E ". ), Etc., which have self-sliding properties, or those which do not have self-sliding properties, such as polypropylene, are added with a substance which imparts self-sliding properties, such as PTFE. It can be any of those. However, when it is necessary to obtain several different levels of slidability when forming different weather strips or the like, a material that imparts self-slidability (hereinafter referred to as “slidability additive”) ) Is preferably used. In this way, a desired level of slidability can be freely obtained by changing the amount of the slidability additive. That is, in this case, the sliding material may be a second resin material obtained by mixing the first resin material and the slidability additive. When the first resin material is added with a slidability additive to form a second resin material, the second resin material is
Any material may be used as long as it has sufficient properties to form the sliding surface. For example, polyethylene, polypropylene, polyvinyl chloride, TPO and the like can be used. In particular, it is desirable to use TPO as the first resin material in consideration of the slidability and strength of the second resin material. Here "TP
"O" means a thermoplastic olefin (base resin is CnH2n), which is a kind of thermoplastic elastomer.

As the slidability additive, any existing one can be used as long as it is well dispersed in the resin to which the slidability additive is added and can stably maintain the slidability. Good examples include, for example, ethylene tetrafluoride resin, polysiloxane, carbon fiber, graphite, and the like. However, it is not preferable that the slidability additive adheres to the surface of the door glass when the door glass slides on the sliding surface, and the visibility through the door glass deteriorates. The slidability additive has a particle size of 2 to 4
It is preferable to use one having a thickness of μm, and the amount of the slidability additive is preferably about 5 to 20% by weight based on the first resin.

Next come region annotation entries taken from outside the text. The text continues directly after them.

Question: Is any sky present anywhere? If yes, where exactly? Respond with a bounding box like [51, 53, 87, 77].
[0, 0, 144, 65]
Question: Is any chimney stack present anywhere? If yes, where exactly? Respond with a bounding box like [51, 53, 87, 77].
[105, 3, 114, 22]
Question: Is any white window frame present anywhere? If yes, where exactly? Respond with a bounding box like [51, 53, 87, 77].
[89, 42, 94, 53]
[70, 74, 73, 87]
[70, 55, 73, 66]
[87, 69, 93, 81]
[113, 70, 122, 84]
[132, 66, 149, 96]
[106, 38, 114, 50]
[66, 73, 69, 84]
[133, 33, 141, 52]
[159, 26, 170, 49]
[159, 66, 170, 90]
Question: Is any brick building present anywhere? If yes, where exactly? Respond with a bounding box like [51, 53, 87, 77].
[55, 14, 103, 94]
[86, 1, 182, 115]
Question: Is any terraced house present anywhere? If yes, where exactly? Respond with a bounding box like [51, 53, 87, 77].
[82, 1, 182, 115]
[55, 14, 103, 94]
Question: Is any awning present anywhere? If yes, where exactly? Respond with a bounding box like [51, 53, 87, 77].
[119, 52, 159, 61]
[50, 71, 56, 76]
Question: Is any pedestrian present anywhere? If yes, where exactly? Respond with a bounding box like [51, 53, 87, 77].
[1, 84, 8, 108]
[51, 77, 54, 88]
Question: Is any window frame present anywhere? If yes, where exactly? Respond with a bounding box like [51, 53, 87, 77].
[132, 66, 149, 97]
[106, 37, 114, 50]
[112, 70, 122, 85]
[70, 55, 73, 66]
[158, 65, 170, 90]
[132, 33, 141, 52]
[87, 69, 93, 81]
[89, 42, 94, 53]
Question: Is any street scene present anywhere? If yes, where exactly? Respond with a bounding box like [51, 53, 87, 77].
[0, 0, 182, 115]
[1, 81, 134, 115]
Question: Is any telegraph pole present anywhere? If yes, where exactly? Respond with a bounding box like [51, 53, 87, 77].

The sliding portion formed by the sliding material is:
The weather strip may have any shape as long as it can sufficiently fulfill the functions of preventing rainwater and dust from infiltrating and soundproofing, and may be constituted by a smooth surface without irregularities. However, depending on the slidability of the sliding part, if the contact area between the sliding part and the door glass is large, the frictional force at the time of lifting and lowering the door glass increases, and the force required for raising and lowering the door glass and the driving power increase. There is. To solve this problem, irregularities may be formed on the sliding portion to reduce the contact area. The shape and number of the concavities and convexities can be appropriately determined according to a desired amount or the like for reducing the contact area. As the irregularities which can be easily formed and have an excellent appearance, a groove or a linear convex portion formed in a sliding portion can be exemplified. If the depth of the groove or the height of the linear convex portion is too large, there is a problem that a large gap is generated between the weather strip and the door glass. Is preferable. The irregularities may be irregularly formed, but it is preferable that the irregularities are formed in a direction perpendicular or parallel to the longitudinal direction of the weather strip. When the door glass is moved up and down, a horizontal force is applied to the ground in a direction parallel to the main surface of the door glass (that is, when the door glass is moved up and down with the door closed), the force is applied in the front-rear direction of the vehicle. May hinder smooth lifting of the door glass. Usually, since the door glass is often raised and lowered in a direction perpendicular to the longitudinal direction of the weather strip, the force increases as the angle formed by the direction in which the unevenness is formed with respect to the vertical direction approaches 45 degrees. . Therefore, in order to smoothly raise and lower the door glass, it is better that the angle is close to 0 degrees or 90 degrees, so that the unevenness is formed in a direction perpendicular or parallel to the longitudinal direction of the weather strip. Is preferred. Note that the “formation of unevenness” here includes all cases of forming only a concave portion in a sliding portion, forming only a convex portion, and forming both a concave portion and a convex portion. .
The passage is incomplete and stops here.